GTec - Newsletter - 21.07

Newsletter quinzenal do Grupo de Estudos em Filosofia e História da Técnica

Olá, pessoal, esta é a mais nova edição da newsletter do GTec, na qual falaremos sobre Fanon e fanatismos, raça e genoma, modernidade e tecnologia, além de armas sonoras, energia nuclear, humanidades digitais, delírios tecnológicos e o que mais nos faz humanos.

Divulguem, compartilhem e assinem a newsletter através do botão abaixo!

Próximo encontro

Nosso próximo encontro será na quarta-feira, 28/07, às 18h. O evento será criado logo mais no Facebook para quem quiser confirmar presença e o link da reunião estará disponível no site da APPH logo antes do encontro.

Em nossa próxima reunião, voltaremos à leitura do primeiro volume de Technics and Time, de Bernard Stiegler. Seguindo o livro, leremos a “Introdução” da primeira parte do livro, “The Invention of the Human”, e o capítulo 1, “Theories of Technical Evolution”, ambos disponíveis no seguinte link.

Ainda que o primeiro capítulo da obra seja uma revisão da filosofia sobre a técnica, com destaque para Gilbert Simondon e Bertrand Gille, o desenvolvimento geral que Stiegler inicia é condizente com as principais conclusões do nosso último encontro, as quais todas e todos estão convidados para compartilhar: a pergunta pela técnica é também a pergunta pelo humano. 

Nesse sentido, um dos propósitos do nosso encontro será ler Stiegler a partir de Fanon e dos movimentos que, reconhecendo o papel do pensamento racial sobre a história moderna, particularizam o humano. De que maneira a reflexão sobre a raça pode levar ao “universal” do humano? De que maneira a técnica particulariza a experiência moderna? Essas são algumas das questões que colocamos ao texto de Stiegler.

O livro inteiro está disponível na pasta do GTec no Google Drive

Canais do GTec

Só para lembrar que, além da newsletter, temos outra ferramenta de comunicação: um canal no Discord no qual compartilhamos referências, impressões e leituras entre os encontros. Para quem quiser participar, é só entrar neste link e se inscrever na plataforma. 

“Por que Fanon? Por que agora?”

Como destacado ao longo do último encontro, existem muitos Frantz Fanon. É um pensador e revolucionário cujas obras motivaram leituras diversas, como os estudos culturais, além de servirem para movimentos de emancipação nacional e/ou defesa da justiça racial, como os Panteras Negras nos Estados Unidos e a atuação dos grupos revolucionários no Sul Global nos anos 1960. 

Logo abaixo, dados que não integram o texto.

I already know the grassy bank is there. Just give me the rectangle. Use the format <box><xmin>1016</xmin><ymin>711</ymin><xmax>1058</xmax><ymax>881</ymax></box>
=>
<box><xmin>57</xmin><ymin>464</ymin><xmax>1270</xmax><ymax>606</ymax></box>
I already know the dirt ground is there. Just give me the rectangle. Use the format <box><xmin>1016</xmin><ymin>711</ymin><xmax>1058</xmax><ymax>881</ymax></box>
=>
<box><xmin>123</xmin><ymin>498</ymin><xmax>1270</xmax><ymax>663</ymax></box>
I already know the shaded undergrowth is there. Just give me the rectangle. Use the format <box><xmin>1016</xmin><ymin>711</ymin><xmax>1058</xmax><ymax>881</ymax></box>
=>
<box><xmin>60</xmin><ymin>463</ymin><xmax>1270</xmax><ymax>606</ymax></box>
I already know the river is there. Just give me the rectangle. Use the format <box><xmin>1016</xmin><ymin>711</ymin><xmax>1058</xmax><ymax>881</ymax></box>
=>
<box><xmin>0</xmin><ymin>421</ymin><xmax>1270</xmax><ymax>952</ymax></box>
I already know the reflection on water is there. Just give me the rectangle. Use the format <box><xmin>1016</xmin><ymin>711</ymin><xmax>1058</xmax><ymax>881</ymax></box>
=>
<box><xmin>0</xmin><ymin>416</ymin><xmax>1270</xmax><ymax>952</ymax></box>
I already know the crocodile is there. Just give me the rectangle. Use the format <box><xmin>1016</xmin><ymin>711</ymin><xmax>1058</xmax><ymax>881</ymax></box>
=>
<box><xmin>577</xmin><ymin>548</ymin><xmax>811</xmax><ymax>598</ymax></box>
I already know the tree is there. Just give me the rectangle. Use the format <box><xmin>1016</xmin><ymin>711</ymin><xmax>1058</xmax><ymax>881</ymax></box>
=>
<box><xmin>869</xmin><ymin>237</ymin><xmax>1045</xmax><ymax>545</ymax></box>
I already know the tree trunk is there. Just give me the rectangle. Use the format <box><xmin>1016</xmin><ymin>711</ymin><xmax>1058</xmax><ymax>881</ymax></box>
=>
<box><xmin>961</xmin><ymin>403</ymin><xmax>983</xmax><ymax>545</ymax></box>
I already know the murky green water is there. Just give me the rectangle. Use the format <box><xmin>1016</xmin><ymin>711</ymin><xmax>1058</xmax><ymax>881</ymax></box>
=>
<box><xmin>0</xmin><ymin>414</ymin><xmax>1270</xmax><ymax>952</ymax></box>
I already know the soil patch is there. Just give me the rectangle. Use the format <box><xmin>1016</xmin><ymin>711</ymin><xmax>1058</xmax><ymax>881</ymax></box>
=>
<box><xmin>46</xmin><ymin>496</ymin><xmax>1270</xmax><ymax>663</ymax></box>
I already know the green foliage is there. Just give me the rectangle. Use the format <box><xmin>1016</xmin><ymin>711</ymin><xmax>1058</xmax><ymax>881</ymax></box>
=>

Quanto a isso, no Brasil, Deivison Mendes Faustino tem abordado o histórico dos "fanonismos" no Brasil, desde a leitura de Os Condenados da Terra até hoje. Sua tese de doutoramento, defendida na UFScar, está disponível no seguinte link, e tem como título as perguntas que enquadram esta seção da nossa newsletter. Para quem quiser apoiar o pesquisador, a tese foi publicada em livro com o título A disputa em torno de Frantz Fanon: a teoria e a política dos fanonismos contemporâneos e, também de sua autoria, recomendamos a obra Frantz Fanon: um revolucionário particularmente negro. São duas leituras essenciais para compreender o pensamento e o legado de Fanon no país.

Uma obra em pré-lançamento que compila textos até então inéditos e/ou não atribuídos a Fanon é Frantz Fanon a revolução argelina, organizado por Walter Günther e Rodrigues Lippold. O livro será lançado no final de setembro pela editora Ciências Revolucionárias e está disponível em pré-venda no seguinte link.

Junto dessas obras, que exploram o pensamento de Fanon, principalmente sua importância para o movimento negro, também acrescentamos a questão surgida no último encontro: talvez a leitura de Fanon importe não apenas para o pensamento racial, mas como uma forma de engajar as questões que, até então, haviam sido abordadas como “sem cor” e “sem gênero” pela filosofia ocidental, como a própria noção de humanidade. Nesse sentido, a obra de Fanon abre-se tanto para sua inserção junto às propostas de releitura da filosofia a partir da raça e das questões de gênero, mas também como um diálogo direto com a tradição filosófica mais ampla.

Para nossos interesses, por exemplo, qual é a relação possível entre Fanon e Simondon, outro autor para quem a pergunta da técnica implica a questão do humano?

Raça e tecnologia

Já aproveitamos também para destacar que, no encontro subsequente ao próximo, leremos alguns capítulos, ainda a definir, da obra Race after Technology, de Ruha Benjamin. O livro já está disponível na pasta do GTec no Google Drive.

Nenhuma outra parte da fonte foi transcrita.